The lower-level APIs are called DSP Modules. They are meant to be used as an API directly in cases where the Python DSP pipeline tool is not used. These modules can be useful when integrating DSP function into an existing system, or as a starting point for creating bespoke DSP functions.
Precision
Note
For fixed point Q formats this document uses the format QM.N, where M is the number of bits before the decimal point (excluding the sign bit), and N is the number of bits after the decimal point. For an int32 number, M+N=31.
By default, the signal processing in the audio pipeline is carried out at 32 bit fixed point precision in Q4.27 format. Assuming a 24 bit input signal in Q0.24 format, this gives 4 bits of internal headroom in the audio pipeline, which is equivalent to 24 dB. The output of the audio pipeline will be clipped back to Q0.24 before returning. For more precision, the pipeline can be configured to run with no headroom in Q0.31 format, but this requires manual headroom management. More information on setting the Q format can be found in the Library Q Format section.
DSP algorithms are implemented either on the XS3 CPU or VPU (vector processing unit).
CPU algorithms are typically implemented as 32-bit x 32-bit operations into 64-bit results and accumulators, before rounding back to 32-bit outputs.

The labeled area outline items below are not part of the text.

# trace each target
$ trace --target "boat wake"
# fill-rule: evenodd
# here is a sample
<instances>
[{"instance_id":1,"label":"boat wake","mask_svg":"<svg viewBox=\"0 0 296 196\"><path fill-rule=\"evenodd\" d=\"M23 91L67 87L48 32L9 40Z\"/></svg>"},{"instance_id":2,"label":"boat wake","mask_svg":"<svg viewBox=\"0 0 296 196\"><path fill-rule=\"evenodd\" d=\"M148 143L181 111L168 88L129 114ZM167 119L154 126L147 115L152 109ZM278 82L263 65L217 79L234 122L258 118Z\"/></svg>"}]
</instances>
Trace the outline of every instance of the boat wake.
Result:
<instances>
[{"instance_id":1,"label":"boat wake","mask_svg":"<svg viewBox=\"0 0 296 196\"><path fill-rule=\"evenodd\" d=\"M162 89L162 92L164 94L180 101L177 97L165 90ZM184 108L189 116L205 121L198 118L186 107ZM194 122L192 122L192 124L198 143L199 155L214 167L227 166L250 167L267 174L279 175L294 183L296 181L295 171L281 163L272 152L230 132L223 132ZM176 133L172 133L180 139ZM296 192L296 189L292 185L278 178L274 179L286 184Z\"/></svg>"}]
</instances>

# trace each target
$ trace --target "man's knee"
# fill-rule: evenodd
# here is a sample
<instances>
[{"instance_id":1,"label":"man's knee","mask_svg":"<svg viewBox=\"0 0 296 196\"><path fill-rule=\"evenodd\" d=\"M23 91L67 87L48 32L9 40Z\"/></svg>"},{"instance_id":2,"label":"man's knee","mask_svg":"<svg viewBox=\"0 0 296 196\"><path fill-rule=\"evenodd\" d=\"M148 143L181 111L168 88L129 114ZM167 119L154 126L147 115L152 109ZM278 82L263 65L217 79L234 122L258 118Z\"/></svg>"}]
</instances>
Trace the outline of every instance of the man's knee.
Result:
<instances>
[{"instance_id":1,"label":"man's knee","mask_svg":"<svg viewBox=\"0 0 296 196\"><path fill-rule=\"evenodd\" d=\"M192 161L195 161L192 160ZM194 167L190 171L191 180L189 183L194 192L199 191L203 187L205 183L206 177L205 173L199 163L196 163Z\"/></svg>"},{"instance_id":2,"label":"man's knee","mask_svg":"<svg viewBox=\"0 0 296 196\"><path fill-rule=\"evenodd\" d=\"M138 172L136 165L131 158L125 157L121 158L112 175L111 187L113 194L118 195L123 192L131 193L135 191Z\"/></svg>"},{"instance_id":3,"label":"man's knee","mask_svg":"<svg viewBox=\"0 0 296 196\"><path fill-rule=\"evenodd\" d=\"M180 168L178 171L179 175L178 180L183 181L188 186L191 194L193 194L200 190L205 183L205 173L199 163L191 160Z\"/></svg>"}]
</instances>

The VPU allows for 8 simultaneous operations, with a small cost in precision. VPU algorithms are typically implemented as 32-bit x 32-bit operations into 34-bit results and 40-bit accumulators, before rounding back to 32-bit outputs.
Latency
The latency of the DSP pipeline is dependent on the number of threads. By default, the DSP pipeline is configured for one sample of latency per thread. All current DSP modules have zero inbuilt latency (except where specified e.g. delays stages). For pipelines that fit on a single thread, this means the total pipeline latency is 1 sample.
The pipeline can also be configured to use a higher frame size. This increases latency, but can reduce compute for simple functions. For a pipeline consisting of just biquads:
Frame size = 1, latency = 1 sample, compute = 25 biquads per thread @ 48kHz.
Frame size = 8, latency = 8 samples, compute = 60 biquads per thread @ 48kHz.